The Shift

We were meant to be back in America by now, with Little Brother finishing preschool and The Kid wrapping up second grade. Instead, TK has just begun year three and LB, in a stunning (to my heart) turn of events, now wears a red and navy uniform alongside his brother as he marches into a kindy classroom every morning.

OH, MY HEART.

I knew, once we settled in here among friends and a community that feels like family, that I wanted desperately to see LB in that uniform alongside the mates he’s had for a few years now, little siblings of TK’s friends. I knew that it would be easier this time around, our tenure in Australia three years rather than three weeks, my awareness of what food to bring (and in which containers) cemented, the walk to the school being a familiar one. I knew that LB, having accompanied me every day to drop off and/or pick up TK, would be more comfortable with this new stage in his life.
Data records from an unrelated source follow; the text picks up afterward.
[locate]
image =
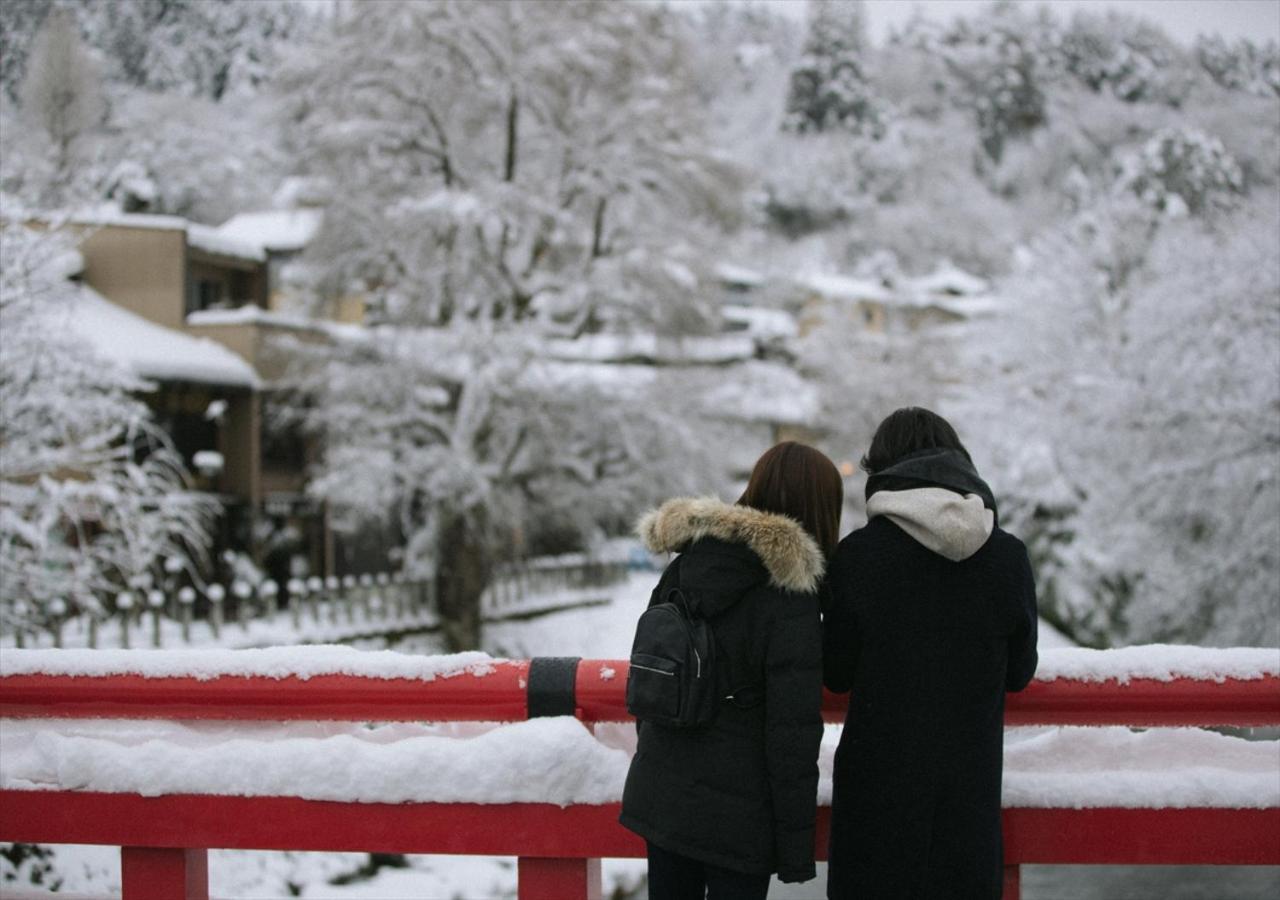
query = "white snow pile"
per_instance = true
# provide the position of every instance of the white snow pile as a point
(542, 761)
(763, 392)
(1160, 662)
(273, 662)
(1161, 768)
(558, 761)
(845, 287)
(145, 348)
(214, 241)
(274, 231)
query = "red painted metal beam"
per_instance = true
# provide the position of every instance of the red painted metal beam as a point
(1143, 836)
(1144, 702)
(600, 697)
(1048, 836)
(497, 697)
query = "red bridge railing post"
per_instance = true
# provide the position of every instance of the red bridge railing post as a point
(543, 878)
(174, 873)
(1013, 885)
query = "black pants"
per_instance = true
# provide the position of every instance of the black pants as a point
(675, 877)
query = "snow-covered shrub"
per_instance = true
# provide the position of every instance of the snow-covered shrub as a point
(1243, 65)
(91, 496)
(1182, 170)
(828, 87)
(1127, 56)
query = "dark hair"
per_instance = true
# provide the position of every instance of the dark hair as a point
(905, 432)
(796, 480)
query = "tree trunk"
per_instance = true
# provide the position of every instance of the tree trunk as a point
(512, 119)
(462, 574)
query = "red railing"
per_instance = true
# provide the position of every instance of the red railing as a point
(163, 839)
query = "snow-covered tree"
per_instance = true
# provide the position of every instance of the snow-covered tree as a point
(828, 87)
(506, 172)
(91, 497)
(1143, 461)
(205, 48)
(62, 91)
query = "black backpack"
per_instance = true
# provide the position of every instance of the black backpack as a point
(672, 677)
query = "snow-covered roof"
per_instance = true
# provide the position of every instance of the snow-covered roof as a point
(653, 348)
(950, 279)
(274, 231)
(845, 287)
(152, 351)
(214, 241)
(110, 215)
(201, 237)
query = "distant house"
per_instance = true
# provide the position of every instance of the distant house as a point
(864, 301)
(186, 306)
(949, 295)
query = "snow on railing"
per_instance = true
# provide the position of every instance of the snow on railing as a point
(547, 790)
(314, 608)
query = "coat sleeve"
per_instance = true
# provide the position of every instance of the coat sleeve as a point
(792, 731)
(1023, 654)
(840, 639)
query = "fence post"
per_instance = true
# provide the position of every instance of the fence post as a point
(540, 878)
(216, 594)
(124, 606)
(1013, 883)
(58, 611)
(176, 873)
(186, 601)
(155, 599)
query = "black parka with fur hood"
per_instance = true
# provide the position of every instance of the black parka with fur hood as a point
(741, 791)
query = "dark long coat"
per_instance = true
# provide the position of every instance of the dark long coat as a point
(741, 791)
(928, 647)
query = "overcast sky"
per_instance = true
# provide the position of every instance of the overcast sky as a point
(1183, 19)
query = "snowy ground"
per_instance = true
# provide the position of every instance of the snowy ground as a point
(597, 631)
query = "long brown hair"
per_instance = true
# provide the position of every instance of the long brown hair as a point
(799, 482)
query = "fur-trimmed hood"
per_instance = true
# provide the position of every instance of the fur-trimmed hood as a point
(790, 554)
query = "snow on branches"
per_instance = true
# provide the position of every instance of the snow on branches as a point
(91, 497)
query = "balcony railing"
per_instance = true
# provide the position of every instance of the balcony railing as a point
(163, 839)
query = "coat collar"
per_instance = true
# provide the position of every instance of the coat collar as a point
(790, 554)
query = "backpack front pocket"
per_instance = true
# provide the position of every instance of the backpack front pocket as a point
(653, 686)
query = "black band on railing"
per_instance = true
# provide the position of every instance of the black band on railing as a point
(551, 686)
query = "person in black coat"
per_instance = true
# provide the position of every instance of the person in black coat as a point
(726, 804)
(932, 620)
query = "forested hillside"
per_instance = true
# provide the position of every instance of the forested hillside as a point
(497, 176)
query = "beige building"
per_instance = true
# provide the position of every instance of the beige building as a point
(206, 295)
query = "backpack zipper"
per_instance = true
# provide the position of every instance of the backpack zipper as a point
(649, 668)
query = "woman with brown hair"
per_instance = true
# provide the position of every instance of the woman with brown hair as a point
(725, 804)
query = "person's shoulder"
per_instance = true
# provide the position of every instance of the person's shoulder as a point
(1005, 543)
(878, 531)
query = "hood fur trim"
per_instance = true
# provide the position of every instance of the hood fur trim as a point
(787, 551)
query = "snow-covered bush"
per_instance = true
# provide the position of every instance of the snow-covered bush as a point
(1243, 65)
(91, 497)
(1182, 170)
(1125, 56)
But that doesn’t mean I was prepared.

I still, often, have flashbacks to my last nursing session with LB. It was a memorable moment: I sat with him on the couch a couple of hours before I was due to take TK for his second MRI, and I had plans to spend the rest of the weekend toilet-training TK. So there was a convergence of goals and emotions that morning, a perfect storm of my own creation, to some degree, swirling around me. The minutes felt precious, fraught, important. It was a “last time,” and those are always hard, even when they should be happening.

Maybe I hadn’t fully examined the “last time” nature of this recent life shift: LB standing there in his uniform, hat perched nattily on his head, expression on his face wavering between excitement and nervousness but eventually falling into “determined to be brave”–the one that pierces my heart the most. And then, he was inside the classroom, along with all the other kids, the parents remaining outside scattered, and I realised what I so often forget: life is almost always full of grief.

It’s the laugh/cry emoji in real time, these moments that are called both bitter and sweet, that hurt and bring freedom, that feel good and bad and everything in between. I walked around town that morning free of hands reaching for mine, free of questions without answers pelting me, free of urgent bathroom requests, but also devoid of the buddy I’ve had for the last three years.

It was, like so much, a little of everything.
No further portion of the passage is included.